| 15916 | Frege's one-to-one correspondence replaces well-ordering, because infinities can't be counted [Frege, by Lavine] |
| Full Idea: Frege assumed that since infinite collections cannot be counted, he needed a theory of number that is independent of counting. He therefore took one-to-one correspondence to be basic, not well-orderings. Hence cardinals are basic, not ordinals. | |
| From: report of Gottlob Frege (Grundlagen der Arithmetik (Foundations) [1884]) by Shaughan Lavine - Understanding the Infinite III.4 |
| 17446 | Counting rests on one-one correspondence, of numerals to objects [Frege] |
| Full Idea: Counting rests itself on a one-one correlation, namely of numerals 1 to n and the objects. | |
| From: Gottlob Frege (Review of Husserl's 'Phil of Arithmetic' [1894]), quoted by Richard G. Heck - Cardinality, Counting and Equinumerosity 3 | |
| A reaction: Parsons observes that counting will establish a one-one correspondence, but that doesn't make it the aim of counting, and so Frege hasn't answered Husserl properly.
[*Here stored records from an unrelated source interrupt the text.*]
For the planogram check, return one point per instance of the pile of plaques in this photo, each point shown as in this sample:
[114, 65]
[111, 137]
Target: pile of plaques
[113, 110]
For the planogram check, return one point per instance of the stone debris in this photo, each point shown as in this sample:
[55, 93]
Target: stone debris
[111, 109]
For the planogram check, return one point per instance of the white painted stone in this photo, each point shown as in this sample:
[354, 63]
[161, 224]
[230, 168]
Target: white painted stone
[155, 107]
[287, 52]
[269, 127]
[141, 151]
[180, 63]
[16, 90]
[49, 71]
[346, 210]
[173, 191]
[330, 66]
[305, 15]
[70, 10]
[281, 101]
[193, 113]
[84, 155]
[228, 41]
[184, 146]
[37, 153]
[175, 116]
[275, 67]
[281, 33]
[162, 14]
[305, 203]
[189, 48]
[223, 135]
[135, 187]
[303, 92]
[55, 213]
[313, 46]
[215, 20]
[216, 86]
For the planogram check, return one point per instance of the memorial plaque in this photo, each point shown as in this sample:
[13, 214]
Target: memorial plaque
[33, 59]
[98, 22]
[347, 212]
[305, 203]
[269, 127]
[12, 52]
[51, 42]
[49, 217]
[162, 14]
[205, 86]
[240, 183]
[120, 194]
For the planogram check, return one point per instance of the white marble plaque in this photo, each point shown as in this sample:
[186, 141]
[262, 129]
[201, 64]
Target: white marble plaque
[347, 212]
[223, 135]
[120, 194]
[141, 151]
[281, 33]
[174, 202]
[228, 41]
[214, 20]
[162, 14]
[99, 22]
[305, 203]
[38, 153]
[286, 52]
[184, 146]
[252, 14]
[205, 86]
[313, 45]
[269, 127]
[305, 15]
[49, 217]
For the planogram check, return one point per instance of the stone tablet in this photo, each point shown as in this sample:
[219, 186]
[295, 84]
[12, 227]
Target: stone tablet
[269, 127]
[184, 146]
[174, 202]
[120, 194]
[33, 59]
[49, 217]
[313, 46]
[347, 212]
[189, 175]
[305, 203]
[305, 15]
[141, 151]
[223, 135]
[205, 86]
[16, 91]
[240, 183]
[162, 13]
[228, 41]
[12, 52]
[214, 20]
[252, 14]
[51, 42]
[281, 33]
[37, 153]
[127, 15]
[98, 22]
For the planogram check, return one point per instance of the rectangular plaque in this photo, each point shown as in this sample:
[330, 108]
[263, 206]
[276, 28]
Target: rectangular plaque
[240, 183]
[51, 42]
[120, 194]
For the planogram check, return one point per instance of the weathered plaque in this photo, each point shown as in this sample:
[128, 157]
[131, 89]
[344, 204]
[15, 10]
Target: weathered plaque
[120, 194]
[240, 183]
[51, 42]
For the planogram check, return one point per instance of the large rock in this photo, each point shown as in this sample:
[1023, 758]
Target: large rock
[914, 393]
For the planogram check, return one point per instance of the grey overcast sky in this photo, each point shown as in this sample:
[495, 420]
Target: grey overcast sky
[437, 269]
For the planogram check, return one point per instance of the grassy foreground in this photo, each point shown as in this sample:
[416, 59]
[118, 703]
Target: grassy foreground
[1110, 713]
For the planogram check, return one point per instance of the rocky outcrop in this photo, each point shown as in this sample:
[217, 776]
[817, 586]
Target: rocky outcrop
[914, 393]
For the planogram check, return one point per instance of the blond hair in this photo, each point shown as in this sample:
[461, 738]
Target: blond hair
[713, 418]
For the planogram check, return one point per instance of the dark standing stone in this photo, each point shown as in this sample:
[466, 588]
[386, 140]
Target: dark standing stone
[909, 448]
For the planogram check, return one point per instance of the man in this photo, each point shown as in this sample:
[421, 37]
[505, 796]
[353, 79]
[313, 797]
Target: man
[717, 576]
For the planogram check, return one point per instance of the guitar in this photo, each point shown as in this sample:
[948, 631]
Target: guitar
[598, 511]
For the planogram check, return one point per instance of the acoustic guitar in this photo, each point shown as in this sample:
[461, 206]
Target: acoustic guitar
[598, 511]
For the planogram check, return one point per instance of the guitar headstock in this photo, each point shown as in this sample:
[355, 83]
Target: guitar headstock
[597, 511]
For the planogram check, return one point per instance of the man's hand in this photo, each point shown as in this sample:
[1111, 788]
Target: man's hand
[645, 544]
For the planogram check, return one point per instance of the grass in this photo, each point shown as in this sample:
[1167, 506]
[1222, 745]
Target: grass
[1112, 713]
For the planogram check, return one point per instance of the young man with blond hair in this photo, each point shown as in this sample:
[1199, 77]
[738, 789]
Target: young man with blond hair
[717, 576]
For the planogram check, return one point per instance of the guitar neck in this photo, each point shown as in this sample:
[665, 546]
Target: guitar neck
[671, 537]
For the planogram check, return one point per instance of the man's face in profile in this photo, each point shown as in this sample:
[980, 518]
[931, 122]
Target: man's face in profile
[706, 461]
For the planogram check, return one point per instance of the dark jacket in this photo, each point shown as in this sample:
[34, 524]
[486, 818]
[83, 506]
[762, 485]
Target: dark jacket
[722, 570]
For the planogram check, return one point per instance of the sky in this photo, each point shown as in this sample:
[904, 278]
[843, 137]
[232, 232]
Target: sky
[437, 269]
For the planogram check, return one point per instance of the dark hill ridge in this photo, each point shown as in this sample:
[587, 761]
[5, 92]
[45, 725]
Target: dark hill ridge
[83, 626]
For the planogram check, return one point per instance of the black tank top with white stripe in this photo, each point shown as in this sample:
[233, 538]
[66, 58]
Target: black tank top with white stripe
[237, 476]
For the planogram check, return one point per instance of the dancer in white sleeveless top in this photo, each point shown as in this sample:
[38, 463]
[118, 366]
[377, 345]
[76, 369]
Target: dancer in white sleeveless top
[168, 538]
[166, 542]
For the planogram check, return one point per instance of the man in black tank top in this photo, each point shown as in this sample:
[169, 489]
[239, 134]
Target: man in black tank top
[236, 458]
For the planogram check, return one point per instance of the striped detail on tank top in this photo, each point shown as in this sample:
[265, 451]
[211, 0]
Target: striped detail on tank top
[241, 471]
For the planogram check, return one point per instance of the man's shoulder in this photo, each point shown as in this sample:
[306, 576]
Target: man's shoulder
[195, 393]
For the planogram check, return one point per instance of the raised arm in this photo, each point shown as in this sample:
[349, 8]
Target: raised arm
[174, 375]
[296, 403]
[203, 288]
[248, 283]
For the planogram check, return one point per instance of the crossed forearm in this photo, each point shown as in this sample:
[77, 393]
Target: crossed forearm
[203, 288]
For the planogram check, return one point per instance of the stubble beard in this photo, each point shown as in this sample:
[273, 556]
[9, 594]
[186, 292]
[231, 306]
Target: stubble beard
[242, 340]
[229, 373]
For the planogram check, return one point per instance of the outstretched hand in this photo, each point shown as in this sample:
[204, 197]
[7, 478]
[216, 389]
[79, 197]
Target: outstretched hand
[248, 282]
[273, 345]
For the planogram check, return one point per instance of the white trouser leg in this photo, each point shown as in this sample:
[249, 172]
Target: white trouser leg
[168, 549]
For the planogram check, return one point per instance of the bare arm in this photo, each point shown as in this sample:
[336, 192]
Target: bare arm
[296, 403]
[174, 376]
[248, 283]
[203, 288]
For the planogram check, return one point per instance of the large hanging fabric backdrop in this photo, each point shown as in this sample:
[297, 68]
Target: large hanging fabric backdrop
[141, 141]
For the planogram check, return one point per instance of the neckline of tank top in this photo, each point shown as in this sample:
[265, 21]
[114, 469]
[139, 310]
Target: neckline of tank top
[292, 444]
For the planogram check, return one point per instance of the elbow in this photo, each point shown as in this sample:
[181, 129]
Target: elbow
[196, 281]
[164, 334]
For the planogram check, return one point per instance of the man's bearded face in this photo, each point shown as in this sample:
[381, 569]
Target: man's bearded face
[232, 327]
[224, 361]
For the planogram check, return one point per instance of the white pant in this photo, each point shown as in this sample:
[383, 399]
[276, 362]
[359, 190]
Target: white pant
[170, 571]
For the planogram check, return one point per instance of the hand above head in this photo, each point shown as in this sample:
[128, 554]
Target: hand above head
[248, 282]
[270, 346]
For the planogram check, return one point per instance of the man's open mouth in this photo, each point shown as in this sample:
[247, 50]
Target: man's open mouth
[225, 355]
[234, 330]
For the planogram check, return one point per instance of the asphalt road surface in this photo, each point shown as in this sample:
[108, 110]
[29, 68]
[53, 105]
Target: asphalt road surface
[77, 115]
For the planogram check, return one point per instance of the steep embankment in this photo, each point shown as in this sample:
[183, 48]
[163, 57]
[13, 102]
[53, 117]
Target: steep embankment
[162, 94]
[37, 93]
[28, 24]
Which of the two is conceptually prior? How do you decide. |
| 9582 | Husserl rests sameness of number on one-one correlation, forgetting the correlation with numbers themselves [Frege] |
| Full Idea: When Husserl says that sameness of number can be shown by one-one correlation, he forgets that this counting itself rests on a univocal one-one correlation, namely that between the numerals 1 to n and the objects of the set. | |
| From: Gottlob Frege (Review of Husserl's 'Phil of Arithmetic' [1894], p.326) | |
| A reaction: This is the platonist talking. Neo-logicism is attempting to build numbers just from the one-one correlation of objects. |
| 17444 | Husserl said counting is more basic than Frege's one-one correspondence [Husserl, by Heck] |
| Full Idea: Husserl famously argued that one should not explain number in terms of equinumerosity (or one-one correspondence), but should explain equinumerosity in terms of sameness of number, which should be characterised in terms of counting. | |
| From: report of Edmund Husserl (Philosophy of Arithmetic [1894]) by Richard G. Heck - Cardinality, Counting and Equinumerosity 3 | |
| A reaction: [Heck admits he hasn't read the Husserl] I'm very sympathetic to Husserl, though nearly all modern thinking favours Frege. Counting connects numbers to their roots in the world. Mathematicians seem oblivious of such things. |
| 14118 | We can define one-to-one without mentioning unity [Russell] |
| Full Idea: It is possible, without the notion of unity, to define what is meant by one-to-one. | |
| From: Bertrand Russell (The Principles of Mathematics [1903], §109) | |
| A reaction: This is the trick which enables the Greek account of numbers, based on units, to be abandoned. But when you have arranged the boys and the girls one-to-one, you have not yet got a concept of number. |
| 9852 | We understand 'there are as many nuts as apples' as easily by pairing them as by counting them [Dummett] |
| Full Idea: A child understands 'there are just as many nuts as apples' as easily by pairing them off as by counting them. | |
| From: Michael Dummett (Frege philosophy of mathematics [1991], Ch.12) | |
| A reaction: I find it very intriguing that you could know that two sets have the same number, without knowing any numbers. Is it like knowing two foreigners spoke the same words, without understanding them? Or is 'equinumerous' conceptually prior to 'number'? |
| 17450 | Understanding 'just as many' needn't involve grasping one-one correspondence [Heck] |
| Full Idea: It is far from obvious that knowing what 'just as many' means requires knowing what a one-one correspondence is. The notion of a one-one correspondence is very sophisticated, and it is far from clear that five-year-olds have any grasp of it. | |
| From: Richard G. Heck (Cardinality, Counting and Equinumerosity [2000], 4) | |
| A reaction: The point is that children decide 'just as many' by counting each group and arriving at the same numeral, not by matching up. He cites psychological research by Gelman and Galistel. |
| 17451 | We can know 'just as many' without the concepts of equinumerosity or numbers [Heck] |
| Full Idea: 'Just as many' is independent of the ability to count, and we shouldn't characterise equinumerosity through counting. It is also independent of the concept of number. Enough cookies to go round doesn't need how many cookies. | |
| From: Richard G. Heck (Cardinality, Counting and Equinumerosity [2000], 4) | |
| A reaction: [compressed] He talks of children having an 'operational' ability which is independent of these more sophisticated concepts. Interesting. You see how early man could relate 'how many' prior to the development of numbers. |